Simultaneously, rising oil prices, buoyed by an optimistic forecast from the International Energy Agency (IEA), have provided a favorable backdrop for fuel refiner Valero Energy (NYSE:VLO). With a remarkable year-to-date surge of 30.8%, surpassing both the S&P 500 Index and the S&P 500 Energy Sector SPDR, questions arise regarding the stock’s valuation amidst its impressive performance.
Valero Energy Corp., headquartered in San Antonio, operates in downstream petroleum, encompassing the production and transportation of fuels and petrochemical products across the U.S., UK, Ireland, and Canada. Established in 1980 as Valero Refining and Marketing Company, it rebranded as Valero Energy Corp. in 1997. Operating through key segments of Refining, Ethanol, and Renewable Diesel, the company reported robust fourth-quarter results, with earnings exceeding estimates at $3.55 per share, though revenue fell short.
Notably, Valero witnessed a substantial surge in ethanol operating income from $7 million in the fourth quarter of 2022 to $190 million in the same period of 2023, attributed to heightened production levels and a concurrent drop in corn prices.

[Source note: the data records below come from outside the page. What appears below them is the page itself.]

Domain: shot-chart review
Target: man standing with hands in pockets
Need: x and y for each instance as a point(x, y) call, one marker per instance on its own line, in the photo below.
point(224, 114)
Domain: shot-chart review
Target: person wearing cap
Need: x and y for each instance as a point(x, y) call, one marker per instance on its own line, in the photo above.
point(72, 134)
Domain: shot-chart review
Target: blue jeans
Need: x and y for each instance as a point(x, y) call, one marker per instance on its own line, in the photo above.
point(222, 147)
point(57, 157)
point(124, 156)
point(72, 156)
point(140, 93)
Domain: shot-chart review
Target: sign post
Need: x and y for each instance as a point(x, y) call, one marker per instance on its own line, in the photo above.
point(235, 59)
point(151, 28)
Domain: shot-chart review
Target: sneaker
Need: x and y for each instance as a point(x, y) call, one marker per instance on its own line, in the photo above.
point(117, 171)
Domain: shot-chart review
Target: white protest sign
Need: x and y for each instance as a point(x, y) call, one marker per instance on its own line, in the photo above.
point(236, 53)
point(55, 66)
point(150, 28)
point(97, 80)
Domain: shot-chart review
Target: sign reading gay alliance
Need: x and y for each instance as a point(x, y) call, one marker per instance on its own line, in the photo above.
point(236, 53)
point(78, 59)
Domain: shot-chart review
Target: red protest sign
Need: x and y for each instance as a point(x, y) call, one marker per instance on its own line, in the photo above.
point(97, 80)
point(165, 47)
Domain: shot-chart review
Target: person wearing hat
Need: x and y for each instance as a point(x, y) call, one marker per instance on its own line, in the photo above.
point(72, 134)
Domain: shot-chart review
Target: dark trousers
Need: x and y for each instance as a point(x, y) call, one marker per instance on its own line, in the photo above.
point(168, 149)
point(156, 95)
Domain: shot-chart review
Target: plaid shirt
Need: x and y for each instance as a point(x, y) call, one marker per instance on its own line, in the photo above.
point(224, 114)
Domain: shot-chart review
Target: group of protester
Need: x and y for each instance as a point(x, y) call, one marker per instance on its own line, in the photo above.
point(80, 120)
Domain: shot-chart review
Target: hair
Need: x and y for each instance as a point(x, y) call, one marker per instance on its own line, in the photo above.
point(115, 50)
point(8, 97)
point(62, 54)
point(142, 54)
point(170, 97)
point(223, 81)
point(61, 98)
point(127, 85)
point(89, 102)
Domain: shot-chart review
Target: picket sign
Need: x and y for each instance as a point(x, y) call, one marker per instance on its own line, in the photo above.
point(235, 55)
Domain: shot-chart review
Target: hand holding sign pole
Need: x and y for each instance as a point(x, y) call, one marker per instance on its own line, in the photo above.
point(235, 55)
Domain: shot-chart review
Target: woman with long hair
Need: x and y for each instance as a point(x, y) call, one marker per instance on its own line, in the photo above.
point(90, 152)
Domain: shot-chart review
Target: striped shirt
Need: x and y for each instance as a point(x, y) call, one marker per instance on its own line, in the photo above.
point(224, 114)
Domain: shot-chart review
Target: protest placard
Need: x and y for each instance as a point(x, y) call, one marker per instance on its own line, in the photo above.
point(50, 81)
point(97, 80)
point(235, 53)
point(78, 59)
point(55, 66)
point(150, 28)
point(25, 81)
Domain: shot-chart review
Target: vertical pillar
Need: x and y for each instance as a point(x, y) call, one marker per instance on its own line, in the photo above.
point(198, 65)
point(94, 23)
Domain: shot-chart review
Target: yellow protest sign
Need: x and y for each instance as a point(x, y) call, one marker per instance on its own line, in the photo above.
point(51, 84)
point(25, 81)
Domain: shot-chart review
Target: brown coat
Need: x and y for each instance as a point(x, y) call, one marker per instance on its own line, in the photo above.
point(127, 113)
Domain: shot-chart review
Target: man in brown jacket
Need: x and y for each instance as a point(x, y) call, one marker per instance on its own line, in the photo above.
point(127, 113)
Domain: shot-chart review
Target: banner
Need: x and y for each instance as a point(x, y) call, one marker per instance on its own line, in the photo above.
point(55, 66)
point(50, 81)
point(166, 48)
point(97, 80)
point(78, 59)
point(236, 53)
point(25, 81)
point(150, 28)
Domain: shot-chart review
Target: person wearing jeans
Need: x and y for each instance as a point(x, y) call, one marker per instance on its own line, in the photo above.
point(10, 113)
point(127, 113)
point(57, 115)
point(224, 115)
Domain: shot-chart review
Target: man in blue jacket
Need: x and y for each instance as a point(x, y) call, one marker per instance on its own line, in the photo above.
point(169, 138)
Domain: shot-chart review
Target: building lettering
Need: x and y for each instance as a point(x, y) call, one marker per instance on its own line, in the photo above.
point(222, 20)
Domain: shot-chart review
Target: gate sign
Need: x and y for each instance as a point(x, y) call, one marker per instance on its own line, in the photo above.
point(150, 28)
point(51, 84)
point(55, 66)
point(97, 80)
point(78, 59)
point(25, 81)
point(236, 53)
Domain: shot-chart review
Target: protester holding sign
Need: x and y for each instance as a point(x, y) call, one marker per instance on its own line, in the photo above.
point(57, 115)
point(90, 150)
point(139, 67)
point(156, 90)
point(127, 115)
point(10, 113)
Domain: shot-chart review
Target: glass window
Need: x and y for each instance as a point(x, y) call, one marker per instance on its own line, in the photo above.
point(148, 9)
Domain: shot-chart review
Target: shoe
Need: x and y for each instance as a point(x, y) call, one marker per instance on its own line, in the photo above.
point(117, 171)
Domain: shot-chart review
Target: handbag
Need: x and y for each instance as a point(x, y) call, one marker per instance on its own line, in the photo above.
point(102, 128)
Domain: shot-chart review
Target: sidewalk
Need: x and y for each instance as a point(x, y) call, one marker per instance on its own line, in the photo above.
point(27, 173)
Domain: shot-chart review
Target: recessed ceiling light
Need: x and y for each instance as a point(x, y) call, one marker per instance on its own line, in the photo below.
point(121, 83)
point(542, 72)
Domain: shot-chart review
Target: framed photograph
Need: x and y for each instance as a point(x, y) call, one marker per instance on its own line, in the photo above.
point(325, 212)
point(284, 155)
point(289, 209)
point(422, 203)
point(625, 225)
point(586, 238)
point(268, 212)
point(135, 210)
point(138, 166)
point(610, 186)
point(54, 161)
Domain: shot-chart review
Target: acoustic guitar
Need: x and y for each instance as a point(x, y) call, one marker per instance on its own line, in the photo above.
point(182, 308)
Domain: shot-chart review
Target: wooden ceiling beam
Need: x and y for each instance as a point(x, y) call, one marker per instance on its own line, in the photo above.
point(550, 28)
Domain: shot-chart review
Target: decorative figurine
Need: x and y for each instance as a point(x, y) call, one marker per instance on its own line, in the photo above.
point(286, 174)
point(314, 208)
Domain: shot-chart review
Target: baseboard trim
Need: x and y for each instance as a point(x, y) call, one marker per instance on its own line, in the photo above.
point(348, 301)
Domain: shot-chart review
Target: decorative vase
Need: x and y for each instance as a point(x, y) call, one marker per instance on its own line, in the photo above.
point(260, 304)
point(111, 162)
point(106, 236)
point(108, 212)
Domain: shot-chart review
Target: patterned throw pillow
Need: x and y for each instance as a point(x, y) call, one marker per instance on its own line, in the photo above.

With first-quarter 2024 results slated for April 25, market observers scrutinize whether Valero’s exceptional growth is sustainable.
Assessing Valero Energy’s current valuation, its forward price/earnings ratio of 10.89 and forward price/sales ratio of 0.43 suggest the stock retains relative affordability. In comparison, its five-year average forward P/E stands significantly higher at 48.43, with the energy sector median at 11.30. Similarly, Valero’s price/sales ratio presents favorably against the energy sector median of 1.48. Additionally, Valero offers an appealing dividend yield of 2.50%, supported by a modest payout ratio of 16%.
Market analysts maintain a bullish outlook on VLO, upgrading its consensus rating to “Strong Buy” from “Moderate Buy” in recent months. Among 16 analysts covering the stock, 13 advocate a “Strong Buy,” while two recommend a “Hold,” and one suggests a “Strong Sell.” Despite surpassing its mean price target of $151.20, a Street-high target of $177 indicates a potential upside of approximately 5% from current levels.